L'étoffe des héros, mais sur un bateau
Dans les années 50, les constructeurs automobiles se font concurrence pour établir divers records à terre, mais également sur l'eau. Alfa Romeo, Maserati et Ferrari mettent à mal leur rivalité en adaptant des blocs-moteurs de voiture sur des petits offshores dans la catégorie des moins de 800 kg. Les plans d'eau intérieurs sont le théâtre de batailles de vitesse qui firent disparaître de nombreux pilotes. Ce thunderboat est le fruit de la collaboration avec le pilote Achille Castoldi et Enzo Ferrari lui-même.
600 chevaux pour 790 kgs
La coque est une carène de type « hydroplane ». Également appelée « coque 3 points », sa structure est en bois dure et recouverte d'un placage en acajou. Le moteur est caréné par un profil en aluminium qui se termine par un aileron de requin. Une fois déjaugé, l'hydroplane repose sur deux patins latéraux et une petite hélice à deux pales, dont le régime maximum est d'environ 10 000 tours/minute. Le tout est propulsé par un monstrueux bloc V12 de Ferrari 375 F1, développant 600 chevaux installé juste devant le pilote.
Construit par le chantier Timossi Azzano, ce bateau bat le record du monde de vitesse de bateau catégorie moins de 800 kg le 15 octobre 1953 avec la vitesse de 241,708 km/h soit 130,51 nœuds, sur le lac d'Iseo, à côté de Milan. Cette vitesse est d'autant plus remarquable que le pilote ne dispose d'aucune aide au pilotage.
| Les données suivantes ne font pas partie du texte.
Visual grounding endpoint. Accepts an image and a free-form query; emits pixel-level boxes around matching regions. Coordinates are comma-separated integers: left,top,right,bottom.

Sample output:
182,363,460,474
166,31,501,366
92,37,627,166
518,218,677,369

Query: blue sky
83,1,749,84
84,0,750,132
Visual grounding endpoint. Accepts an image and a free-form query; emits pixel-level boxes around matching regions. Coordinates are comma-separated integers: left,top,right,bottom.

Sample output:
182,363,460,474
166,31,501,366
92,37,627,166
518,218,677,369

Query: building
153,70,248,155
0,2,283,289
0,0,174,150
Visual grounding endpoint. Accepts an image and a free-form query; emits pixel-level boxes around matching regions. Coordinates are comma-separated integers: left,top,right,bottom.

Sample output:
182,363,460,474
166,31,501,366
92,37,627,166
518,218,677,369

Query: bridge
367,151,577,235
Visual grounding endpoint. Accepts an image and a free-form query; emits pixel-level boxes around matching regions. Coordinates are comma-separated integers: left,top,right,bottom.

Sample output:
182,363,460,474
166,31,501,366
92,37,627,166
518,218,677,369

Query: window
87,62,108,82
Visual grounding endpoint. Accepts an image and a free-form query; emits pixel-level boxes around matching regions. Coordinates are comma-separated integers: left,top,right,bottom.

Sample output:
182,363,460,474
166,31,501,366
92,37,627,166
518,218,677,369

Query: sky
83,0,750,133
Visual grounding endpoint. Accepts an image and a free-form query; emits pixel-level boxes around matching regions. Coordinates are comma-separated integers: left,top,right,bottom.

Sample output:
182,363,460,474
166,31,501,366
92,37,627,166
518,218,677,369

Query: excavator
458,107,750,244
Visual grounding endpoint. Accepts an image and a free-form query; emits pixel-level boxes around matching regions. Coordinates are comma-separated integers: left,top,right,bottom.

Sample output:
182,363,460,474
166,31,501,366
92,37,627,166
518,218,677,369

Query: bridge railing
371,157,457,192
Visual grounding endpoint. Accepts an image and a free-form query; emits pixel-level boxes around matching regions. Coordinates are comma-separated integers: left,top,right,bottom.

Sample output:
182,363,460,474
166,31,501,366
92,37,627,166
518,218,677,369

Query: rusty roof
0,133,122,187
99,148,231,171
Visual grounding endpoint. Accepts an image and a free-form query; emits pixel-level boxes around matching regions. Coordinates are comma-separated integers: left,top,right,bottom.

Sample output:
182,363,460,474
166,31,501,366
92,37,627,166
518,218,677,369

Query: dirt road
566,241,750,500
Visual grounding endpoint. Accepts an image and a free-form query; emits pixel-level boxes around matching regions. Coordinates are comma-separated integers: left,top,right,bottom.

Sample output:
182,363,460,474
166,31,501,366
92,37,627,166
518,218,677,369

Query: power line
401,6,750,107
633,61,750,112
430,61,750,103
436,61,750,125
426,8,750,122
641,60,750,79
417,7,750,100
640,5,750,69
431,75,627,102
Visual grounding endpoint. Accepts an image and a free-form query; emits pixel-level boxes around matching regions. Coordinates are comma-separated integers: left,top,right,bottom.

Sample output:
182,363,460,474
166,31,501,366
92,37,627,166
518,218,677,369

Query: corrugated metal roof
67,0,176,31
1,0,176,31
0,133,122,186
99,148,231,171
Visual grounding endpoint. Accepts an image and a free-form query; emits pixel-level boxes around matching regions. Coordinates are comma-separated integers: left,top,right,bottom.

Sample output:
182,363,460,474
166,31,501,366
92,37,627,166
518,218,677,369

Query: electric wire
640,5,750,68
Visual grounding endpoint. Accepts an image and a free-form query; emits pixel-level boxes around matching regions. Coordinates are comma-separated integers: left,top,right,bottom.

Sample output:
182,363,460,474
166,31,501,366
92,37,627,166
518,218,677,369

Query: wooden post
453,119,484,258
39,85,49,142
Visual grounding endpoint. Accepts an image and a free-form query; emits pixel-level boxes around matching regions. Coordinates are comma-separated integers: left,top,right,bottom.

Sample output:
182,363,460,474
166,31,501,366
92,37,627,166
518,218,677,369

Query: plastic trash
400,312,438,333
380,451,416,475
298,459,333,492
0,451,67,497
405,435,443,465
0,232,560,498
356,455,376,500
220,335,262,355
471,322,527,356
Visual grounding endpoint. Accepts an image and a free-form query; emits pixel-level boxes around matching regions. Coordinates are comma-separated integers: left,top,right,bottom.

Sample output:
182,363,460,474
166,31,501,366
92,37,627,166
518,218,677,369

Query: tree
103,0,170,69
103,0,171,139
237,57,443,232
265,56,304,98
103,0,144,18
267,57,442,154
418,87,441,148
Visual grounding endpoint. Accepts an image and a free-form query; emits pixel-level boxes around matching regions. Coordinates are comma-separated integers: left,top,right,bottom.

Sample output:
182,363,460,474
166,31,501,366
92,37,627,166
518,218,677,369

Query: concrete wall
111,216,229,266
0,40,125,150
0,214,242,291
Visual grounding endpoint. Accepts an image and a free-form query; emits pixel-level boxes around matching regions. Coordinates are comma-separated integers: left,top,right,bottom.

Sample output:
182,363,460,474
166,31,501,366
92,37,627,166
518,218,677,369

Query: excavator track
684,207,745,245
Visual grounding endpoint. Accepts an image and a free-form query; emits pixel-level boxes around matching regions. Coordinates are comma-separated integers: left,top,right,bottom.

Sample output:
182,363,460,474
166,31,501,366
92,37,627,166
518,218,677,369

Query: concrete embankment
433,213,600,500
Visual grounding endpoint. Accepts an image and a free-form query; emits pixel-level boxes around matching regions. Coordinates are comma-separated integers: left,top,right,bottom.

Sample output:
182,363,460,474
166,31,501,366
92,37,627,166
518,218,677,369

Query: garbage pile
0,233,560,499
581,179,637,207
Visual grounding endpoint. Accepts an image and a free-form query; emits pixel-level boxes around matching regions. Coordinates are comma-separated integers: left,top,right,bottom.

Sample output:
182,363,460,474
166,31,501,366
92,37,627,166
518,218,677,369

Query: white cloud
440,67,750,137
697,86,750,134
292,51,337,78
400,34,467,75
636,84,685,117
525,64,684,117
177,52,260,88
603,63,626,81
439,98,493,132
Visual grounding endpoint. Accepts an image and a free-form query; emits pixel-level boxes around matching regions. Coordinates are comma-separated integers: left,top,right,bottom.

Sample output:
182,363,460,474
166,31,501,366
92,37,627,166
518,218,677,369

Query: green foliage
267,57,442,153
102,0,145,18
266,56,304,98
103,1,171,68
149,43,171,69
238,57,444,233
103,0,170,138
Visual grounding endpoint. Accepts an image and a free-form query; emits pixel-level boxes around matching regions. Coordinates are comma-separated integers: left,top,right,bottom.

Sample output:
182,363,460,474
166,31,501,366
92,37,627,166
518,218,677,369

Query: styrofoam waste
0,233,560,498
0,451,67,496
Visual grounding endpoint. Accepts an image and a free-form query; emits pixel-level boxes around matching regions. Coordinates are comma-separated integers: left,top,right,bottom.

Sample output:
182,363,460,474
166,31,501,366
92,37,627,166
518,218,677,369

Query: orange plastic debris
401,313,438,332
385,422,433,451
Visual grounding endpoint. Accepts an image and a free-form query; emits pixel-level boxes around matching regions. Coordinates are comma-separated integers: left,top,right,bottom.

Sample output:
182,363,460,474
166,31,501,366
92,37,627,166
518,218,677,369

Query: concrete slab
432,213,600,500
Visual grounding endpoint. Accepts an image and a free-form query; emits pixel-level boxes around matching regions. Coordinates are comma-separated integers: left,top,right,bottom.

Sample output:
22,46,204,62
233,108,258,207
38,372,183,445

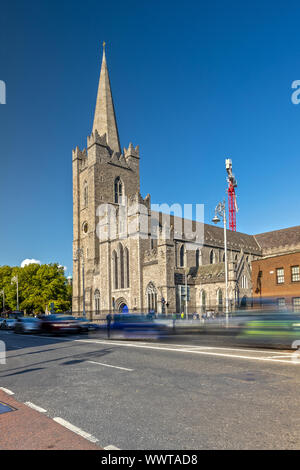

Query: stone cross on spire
92,42,121,153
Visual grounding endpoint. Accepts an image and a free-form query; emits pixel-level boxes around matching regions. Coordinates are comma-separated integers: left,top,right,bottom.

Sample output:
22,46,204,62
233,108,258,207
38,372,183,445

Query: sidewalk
0,390,102,450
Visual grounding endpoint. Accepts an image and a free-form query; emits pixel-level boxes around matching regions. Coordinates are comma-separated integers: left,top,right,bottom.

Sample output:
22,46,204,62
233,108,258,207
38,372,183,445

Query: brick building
252,251,300,312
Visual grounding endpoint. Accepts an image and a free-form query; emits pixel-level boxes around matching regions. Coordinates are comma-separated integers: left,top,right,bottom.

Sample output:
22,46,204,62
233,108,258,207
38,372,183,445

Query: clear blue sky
1,0,300,276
Le trim et les flaps mobiles n'existent pas en 1953 et la direction est à câbles agit sur un minuscule safran en inox. Il fallait beaucoup de dextérité pour maintenir dans cette ligne cette carène conçue pour aller tout droit. Les tentatives de record avaient lieu au petit matin, quand le plan d'eau était le plus glassy.
Une pièce de collection
Après son record, le bateau est revendu à l'industriel italien Nando Dell'Orto qui l'améliore sur le plan de l'aérodynamique et continue à le faire courir avec succès en compétition durant plus de 10 ans, avec à la clé une victoire au Championnat d'Europe en 1960.
Dans les années 90, le offshore est vendu à un collectionneur qui fait restaurer le bloc moteur par l'usine Ferrari à Maranello, qui en profite pour augmenter sa puissance à 700 chevaux. Lors du Grand Prix de Monaco 2012, il est vendu aux enchères pour la somme de 892 000 €, et est exposé depuis au musée Ferrari.
Il est aujourd'hui remis en vente pour une somme indécente, propre à un objet de collection affublé du cheval cabré. D'autres offshores ont été construits pour le compte de Ferrari, mais le Arno XI reste à ce jour le seul bateau au monde propulsé par un moteur fabriqué par la firme italienne.